Winter in the southern hemisphere gets down to the brass tacks of nature. The cold in Swaziland isn’t too harsh, but dry fields burn bright orange as wild fires blaze, scorching the earth to regenerate the soil. Leaves are brittle and dry. Roads are dusty. Winds howl through the naked trees.
The heater in our old Landy works pretty well. It was not love at first sight, driving this old beast, but she has become a symbol of road trips and African adventure for our family. We recently journeyed to Ndlovu camp in Hlane Royal National Park. It has no electricity in its thatched huts called rondavels. When you check in to get your key (that has no door number, just the name “Big Hut,” ) you see bones and skulls displayed of hippos, crocodiles, deer, and lions.
As we settled in, the late afternoon sun was setting behind brambles, the light resembling stained glass. Encroaching darkness cast elephant-sized shadows all around, diminishing the details of our ambient room. A woman came by to light our kerosene lamps.Nightjars called, and a bright white crescent appeared with a billion sparkling stars. A bare tree, starkly silhouetted against the moon-lit sky, had branches dotted with so many stars that they looked like snow flakes.

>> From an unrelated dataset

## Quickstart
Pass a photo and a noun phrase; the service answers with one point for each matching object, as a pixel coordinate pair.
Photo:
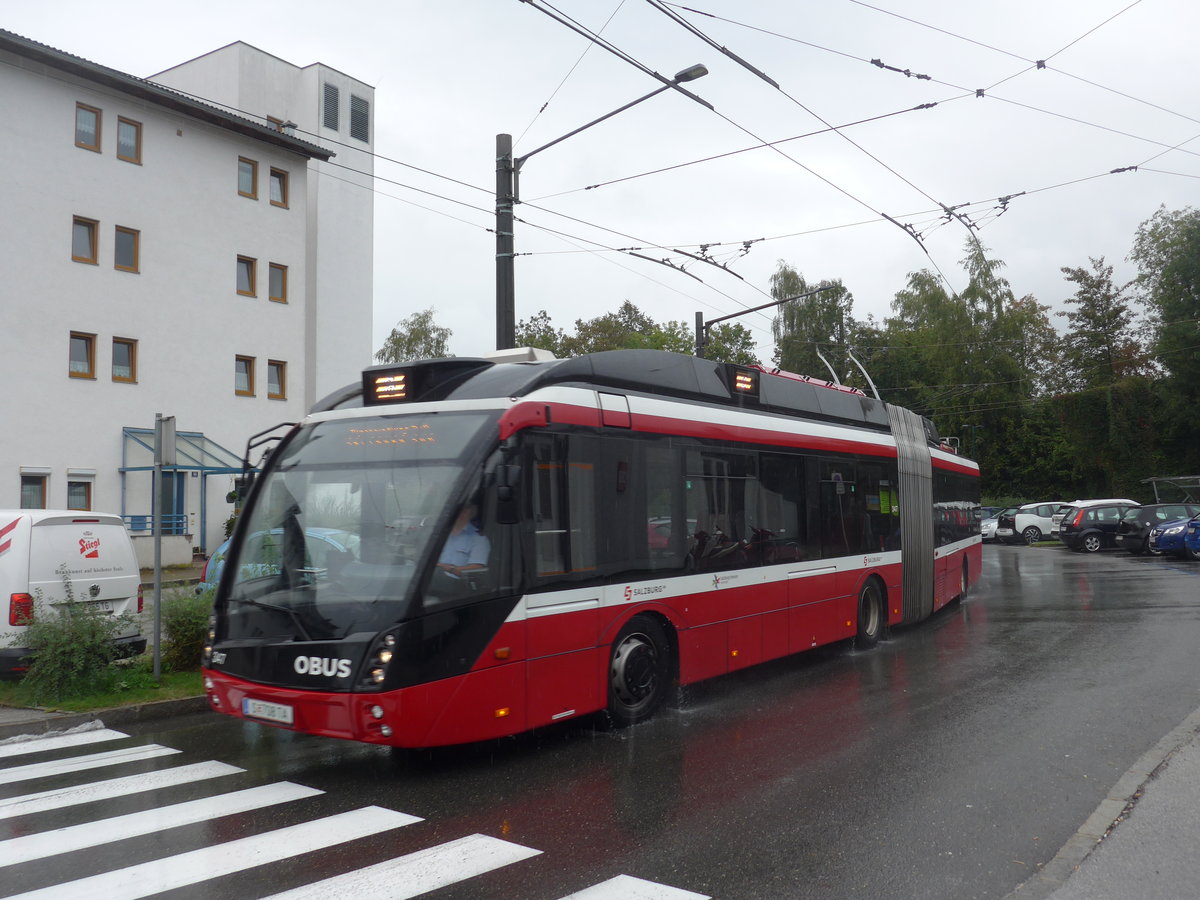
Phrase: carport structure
(195, 454)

In the absence of electricity was a gorgeous quiet; no usual house hums of fridge or gadgets. It was so silent, in fact, that I heard a faint ringing in my ears.
I piled on the blankets and read a book by flashlight.
Close to midnight, there was rustling in the living room. I walked toward the noise with a lamp and saw a wild cat staring at me with big ears, a long, ringed tail, and spots. This was no kitty cat. I sort of scream-whispered, “Brad, wake up! There is a wild cat in here with spots!”…(One of those sentences in life you think you’ll never say) . “What IS IT?” Will it bite the baby?!“ is all I could squeak out.
After some harried discussion, we decided there was a lemur in our rondavel. (Techinically, this animal is called a genet, as we later learned). As my husband says, he “thought when we closed the door to our hut, we were keeping the wildlife out.”
In the end, our furry visitor was harmless and crept his way back out into the night through a hole in our thatched roof. And the rondavel was peaceful once again.
Be Illumined this month, and may nothing dim your light,
Such amazing memories and unexpected adventures! Look forward to reading more soon. The pictures conjure a thousand possibilities of distant memories and what could be. Wonderful to look through. Thank you!
Thank you, Christina. I wish you were able to share this experience with me, but save up for Cairo and visit us! Look forward to seeing you in GA over the holidays. We will be at Mama’s from mid Nov-Dec. Much love to you and the boys, Tracy
Lovely surprise to hear from you and about your and your family’s doings! Do keep all your writings and wonderful photos – which I assume you took. You are the embodiment of “Carpe Diem” – an inspiration to us all. You can put it all in a book – which would be enjoyed by many, I am sure.
Tracy, I do not know what to enter in the space – “website”. What should I put there? Looking forward to more of your news.
Meanwhile, joy and blessings to you and yours. Greetings to your mother.
Ursula, I am so happy you are enjoying the blog! This has been a fulfilling adventure for me, learning about photography and sharing journal writing and our experiences here. Thank you for reading my posts. big hugs to you, and safe journey on your travels. Love, Tracy
Wow! Sometimes the quiet is magic. So glad you guys are seeing ALL the sights while you are there. It is a majestic place.
What a fright! Were you warned about visitors? It sounds like this one was mostly
curious, thank goodness. That’s a gripping story and a good one to tell Ramsay
when he grows up.
I love the picture of the tree and the moon and stars…..it reminds me of an African
flag I have from Ghana with a constellation and crescent moon and a menorah.